The plan is to relocate automotive repair and towing services but to continue the sale of gas as part of the convenience store business plan, according to the application on file at Town Hall and at townoflenox.com.
The existing structure would be renovated, with plans to be submitted to the Historic District Commission.
“The proposal will improve the aesthetics and character of the building and the surrounding area,” the ZBA application states.
Shanlen Realty also points out that “removing the current use of the property as a repair facility and towing business will decrease traffic, reduce noise pollution, and remove damaged car storage and towing service vehicles in the area.”
The current full-service business is grandfathered as a nonconforming use under current zoning bylaws. The proposed convenience store would conform with commercial zone bylaws as a by-right, permitted use, the application states.
Since 1929, the gas station has been a fixture downtown; towing services and service bays for automotive repair were added in 1997. For most of its history, the location has sold Mobil products, but converted to Sunoco several years ago.
Shanlen applied for a similar special permit in September 2018 but subsequently withdrew the application.
Glenn J. Hoff Sr., who started working at the service station in 1969 and who died in April 2018, informally proposed redeveloping the site in 2011, as the profit margin from the sale of gasoline declined sharply.

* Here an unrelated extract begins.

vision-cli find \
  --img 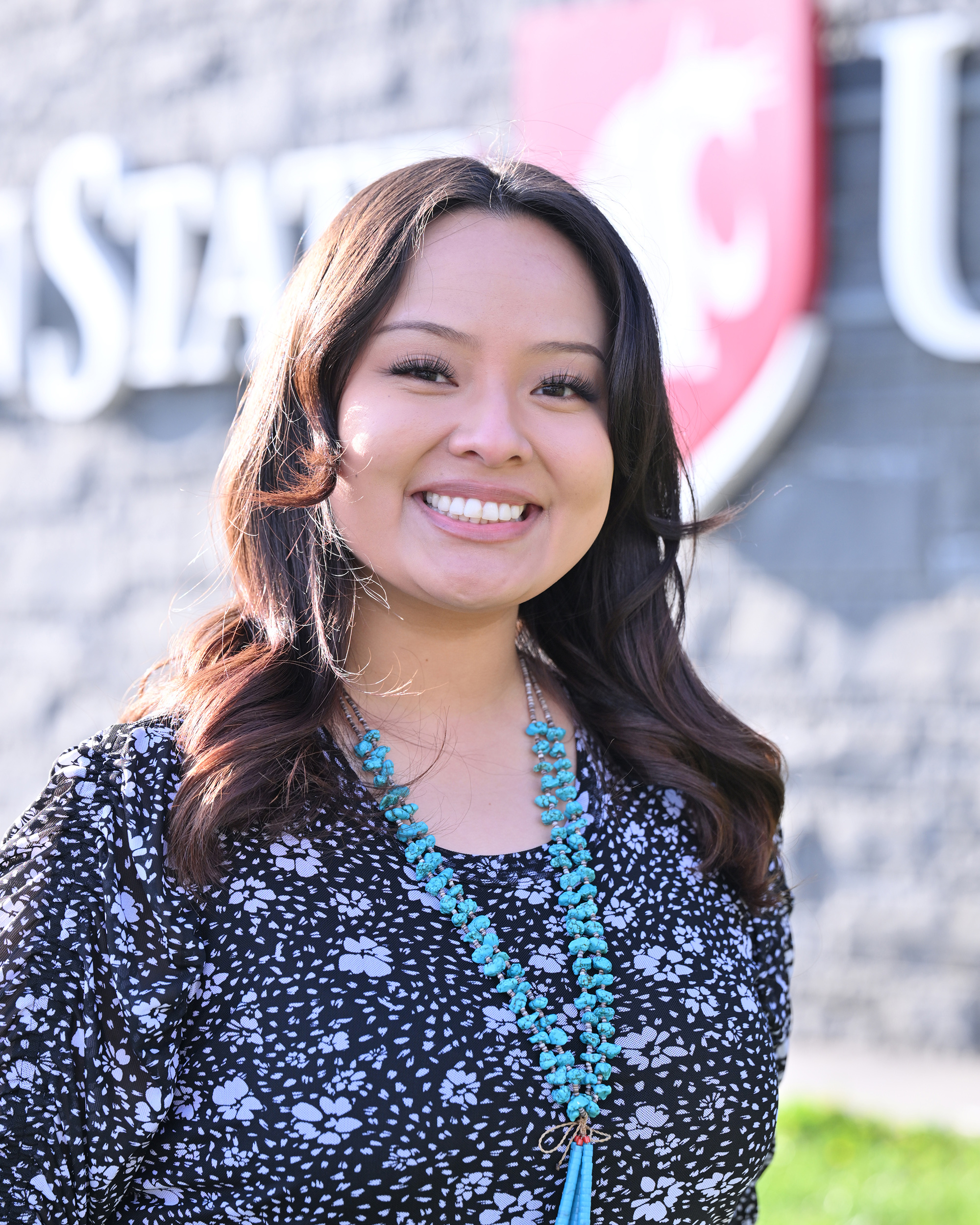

After a series of hearings during an 18-month period, the ZBA rejected the proposal, 4-1, in November 2013, after prolonged legal wrangling over a challenge by adjacent small-market owner Daniel O’Brien. He sold his market last year to the adjacent Frankie’s Ristorante, which opened its second business, Pizzeria Boema, there last summer.
The new application prepared by Ron Fortune of Consulting and Design LLC, of Lee, includes the following provisions:
• Under its new name, Hoff’s/Chucky’s/Sams Food would reduce the number of gas pumps from three, with six filling locations, to two, with four filling locations. That would improve parking and traffic flow, the application states, because cars will not be parked awaiting service, nor will there be tow truck congestion while cars are refueling.
• The company will relocate its towing and automobile repair business to another site to be determined.
• Under a zoning bylaw encouraging adaptive reuse of sites in the commercial district, the site is exempt from parking space quantity requirements, parking design standards, off-street parking layout and loading bays/space.
• The special permit is required to establish that the change in the use of the property “will not be substantially more detrimental than the existing nonconforming use to the neighborhood” and “the adverse effects of the proposed use will not outweigh the beneficial impacts to the town and the neighborhood.”
• The town should experience a positive economic and fiscal impact, since the site would be upgraded, the renovations will be more attractive to the surrounding businesses and the renovated building may have a higher assessed value, resulting in an increase to the town’s tax revenue.
• The town would see a positive employment impact from the new facility, as well as from the service and towing business if it can relocate in town.
Currently, Hoff’s is one of the very rare full-service stations in the area, meaning motorists cannot pump their own fuel. If the convenience store proposal is approved, customers will do their own gas pumping.
Shanlen Realty representatives were not immediately available for comment.